Concerns Over Bias and Transparency

And these are just vectors that we can't control because we can't see the code, we can't see the parameters. We don't know how these models work. And if we can come up with a sustainable way where we can actually put the entire model on a DLT or blockchain, and then we have a reasonable way, we can then update that model, we can actually verify the authenticity of the results of the execution that these models complete. And I think that's kind of the big one. And coming up with a sustainable approach is also really important because like we mentioned earlier, it's a lot of data, potentially parabytes of data that we would be putting on chain if we're going to execute it, if there's a network that can do it, I think it could be Hedera, just because the scale and storage costs that are involved.

Deploying AI Models on Blockchain

But let's say, for example, that we're actually able to deploy an AI model on top of the Hedera consensus service. We store all that data, it sees data through using standards like HCS one and HCS two, like the topic, registries and files. Now, what we can kind of work towards is creating a token around the execution of that data. Let's just call it AI token.
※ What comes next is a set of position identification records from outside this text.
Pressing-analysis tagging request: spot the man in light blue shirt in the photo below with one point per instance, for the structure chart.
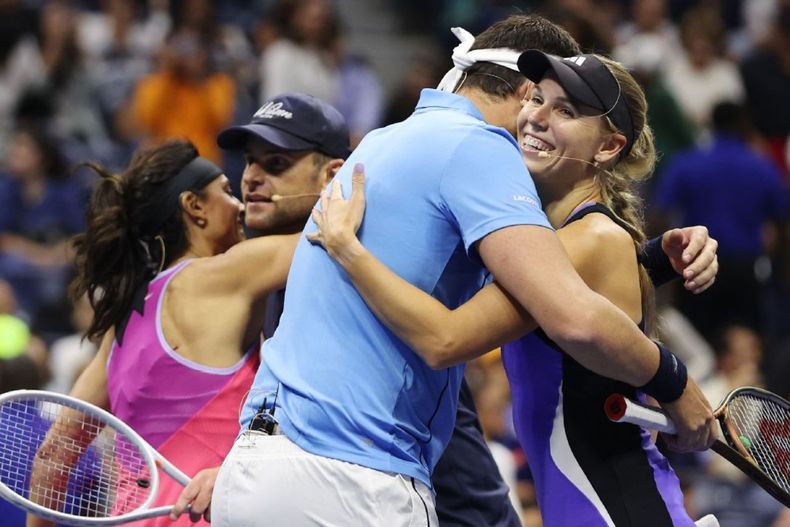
(363, 419)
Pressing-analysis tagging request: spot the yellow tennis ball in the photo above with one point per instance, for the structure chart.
(14, 337)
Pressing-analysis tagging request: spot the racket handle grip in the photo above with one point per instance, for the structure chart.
(621, 409)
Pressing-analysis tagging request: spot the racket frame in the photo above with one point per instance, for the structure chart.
(621, 409)
(153, 459)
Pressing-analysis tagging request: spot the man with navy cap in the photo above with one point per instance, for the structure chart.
(363, 419)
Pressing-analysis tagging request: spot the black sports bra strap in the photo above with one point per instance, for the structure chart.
(596, 207)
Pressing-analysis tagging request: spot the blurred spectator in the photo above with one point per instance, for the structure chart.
(727, 492)
(492, 398)
(735, 193)
(228, 48)
(185, 98)
(305, 52)
(40, 208)
(643, 46)
(69, 84)
(117, 28)
(303, 58)
(649, 38)
(590, 23)
(766, 74)
(20, 61)
(120, 45)
(26, 366)
(700, 77)
(69, 355)
(360, 98)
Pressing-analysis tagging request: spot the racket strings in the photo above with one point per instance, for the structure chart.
(70, 462)
(763, 427)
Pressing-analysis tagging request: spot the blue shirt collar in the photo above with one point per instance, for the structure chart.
(430, 98)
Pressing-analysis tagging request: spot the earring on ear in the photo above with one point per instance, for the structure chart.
(161, 240)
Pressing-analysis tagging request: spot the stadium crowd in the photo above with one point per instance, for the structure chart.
(94, 80)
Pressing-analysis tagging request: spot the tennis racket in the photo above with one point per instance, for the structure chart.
(71, 462)
(755, 425)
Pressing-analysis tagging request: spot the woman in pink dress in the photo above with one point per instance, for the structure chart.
(178, 299)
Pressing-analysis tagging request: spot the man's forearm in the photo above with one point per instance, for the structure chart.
(657, 263)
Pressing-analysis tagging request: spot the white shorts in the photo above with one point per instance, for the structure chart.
(269, 480)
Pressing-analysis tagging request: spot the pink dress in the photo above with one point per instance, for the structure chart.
(187, 411)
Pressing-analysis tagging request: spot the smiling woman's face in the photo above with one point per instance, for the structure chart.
(551, 122)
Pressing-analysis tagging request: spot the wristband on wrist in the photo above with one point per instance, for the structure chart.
(657, 263)
(670, 380)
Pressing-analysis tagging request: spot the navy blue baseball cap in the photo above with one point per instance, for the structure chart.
(293, 121)
(588, 81)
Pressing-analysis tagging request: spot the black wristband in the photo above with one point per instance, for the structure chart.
(670, 380)
(657, 263)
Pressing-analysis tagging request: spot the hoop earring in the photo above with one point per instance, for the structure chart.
(162, 246)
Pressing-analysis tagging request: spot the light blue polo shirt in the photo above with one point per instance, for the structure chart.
(348, 388)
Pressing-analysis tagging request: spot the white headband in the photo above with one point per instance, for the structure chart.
(463, 58)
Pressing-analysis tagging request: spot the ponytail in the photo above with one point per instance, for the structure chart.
(617, 184)
(114, 257)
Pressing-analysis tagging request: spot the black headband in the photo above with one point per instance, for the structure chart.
(194, 176)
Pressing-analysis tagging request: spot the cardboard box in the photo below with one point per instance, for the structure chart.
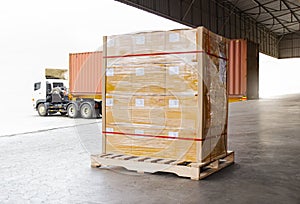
(170, 98)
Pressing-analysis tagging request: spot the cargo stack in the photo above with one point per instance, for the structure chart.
(165, 95)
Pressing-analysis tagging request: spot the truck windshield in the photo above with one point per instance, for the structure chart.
(37, 86)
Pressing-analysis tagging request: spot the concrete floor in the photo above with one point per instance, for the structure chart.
(53, 166)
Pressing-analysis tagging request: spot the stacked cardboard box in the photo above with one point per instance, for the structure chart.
(166, 94)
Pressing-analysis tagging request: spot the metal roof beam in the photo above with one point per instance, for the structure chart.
(249, 9)
(293, 13)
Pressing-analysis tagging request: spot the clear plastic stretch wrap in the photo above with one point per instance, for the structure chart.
(166, 95)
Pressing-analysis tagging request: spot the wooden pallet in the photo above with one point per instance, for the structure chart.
(195, 171)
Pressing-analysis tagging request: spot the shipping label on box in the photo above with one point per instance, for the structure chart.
(173, 103)
(139, 71)
(139, 102)
(109, 102)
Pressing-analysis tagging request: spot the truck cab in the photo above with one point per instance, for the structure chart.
(50, 96)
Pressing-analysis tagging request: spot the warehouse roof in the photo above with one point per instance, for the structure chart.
(279, 16)
(273, 24)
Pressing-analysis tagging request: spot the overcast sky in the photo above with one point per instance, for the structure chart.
(36, 34)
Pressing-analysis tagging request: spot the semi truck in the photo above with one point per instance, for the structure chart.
(77, 94)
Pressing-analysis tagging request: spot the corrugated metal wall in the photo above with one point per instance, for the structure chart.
(237, 73)
(220, 17)
(289, 46)
(243, 73)
(85, 73)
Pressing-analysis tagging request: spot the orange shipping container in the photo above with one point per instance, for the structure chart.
(243, 69)
(85, 75)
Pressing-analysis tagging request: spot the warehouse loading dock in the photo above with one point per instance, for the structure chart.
(52, 165)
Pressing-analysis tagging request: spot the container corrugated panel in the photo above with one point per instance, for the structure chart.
(243, 71)
(237, 76)
(85, 74)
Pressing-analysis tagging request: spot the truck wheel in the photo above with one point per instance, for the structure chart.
(42, 110)
(72, 111)
(86, 111)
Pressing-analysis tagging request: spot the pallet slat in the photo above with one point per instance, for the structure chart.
(195, 171)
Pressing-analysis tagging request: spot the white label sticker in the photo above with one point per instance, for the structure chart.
(174, 70)
(139, 131)
(174, 37)
(109, 129)
(109, 71)
(140, 40)
(173, 134)
(139, 102)
(139, 72)
(109, 102)
(110, 43)
(173, 103)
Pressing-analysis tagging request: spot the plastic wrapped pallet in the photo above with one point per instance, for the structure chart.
(166, 95)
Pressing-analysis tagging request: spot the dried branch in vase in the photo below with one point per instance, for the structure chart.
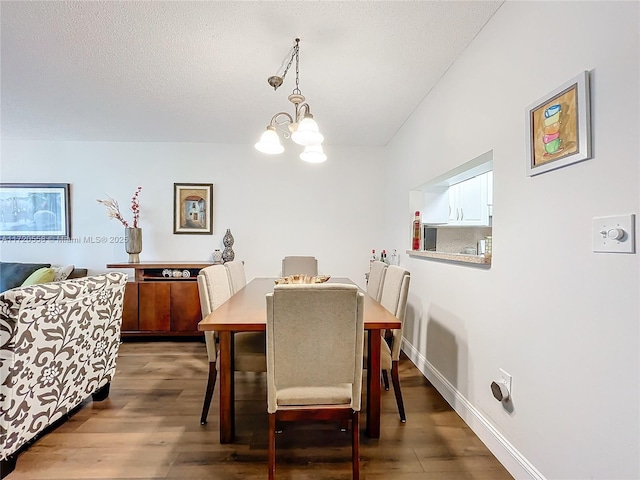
(113, 209)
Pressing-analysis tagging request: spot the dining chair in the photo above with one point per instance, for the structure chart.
(215, 288)
(238, 278)
(376, 279)
(315, 336)
(299, 265)
(393, 297)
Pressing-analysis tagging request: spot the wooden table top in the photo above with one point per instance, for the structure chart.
(247, 310)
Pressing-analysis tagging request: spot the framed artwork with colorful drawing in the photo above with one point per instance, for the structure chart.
(193, 208)
(559, 127)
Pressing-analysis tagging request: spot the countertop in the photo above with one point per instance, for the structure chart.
(452, 257)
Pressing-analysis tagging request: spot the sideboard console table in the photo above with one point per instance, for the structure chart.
(162, 300)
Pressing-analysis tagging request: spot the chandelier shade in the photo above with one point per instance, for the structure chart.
(300, 127)
(270, 142)
(307, 132)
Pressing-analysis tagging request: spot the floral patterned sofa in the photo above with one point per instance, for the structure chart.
(58, 345)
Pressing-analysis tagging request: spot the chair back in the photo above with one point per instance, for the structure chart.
(315, 336)
(237, 277)
(296, 265)
(376, 279)
(395, 291)
(213, 289)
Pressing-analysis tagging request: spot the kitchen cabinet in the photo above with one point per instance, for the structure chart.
(460, 197)
(469, 201)
(159, 304)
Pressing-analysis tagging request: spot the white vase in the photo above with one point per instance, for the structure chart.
(133, 243)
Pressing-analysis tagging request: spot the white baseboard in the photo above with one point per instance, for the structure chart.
(515, 463)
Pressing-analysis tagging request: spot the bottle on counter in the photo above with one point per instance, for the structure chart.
(417, 230)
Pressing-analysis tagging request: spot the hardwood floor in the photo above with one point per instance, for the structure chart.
(149, 428)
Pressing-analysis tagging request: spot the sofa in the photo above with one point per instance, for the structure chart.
(15, 274)
(58, 346)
And then let's say we have a decentralized network of nodes kind of operating as an l two, whose sole purpose is actually to utilize standards like HCs one, to pull down the model and pull down the training parameters and execute the AI model in the decentralized version and then the icing on the cake would be to go and verify, yes, with a hash that this was run using XYZ version that's currently deployed on the Hedera consensus service.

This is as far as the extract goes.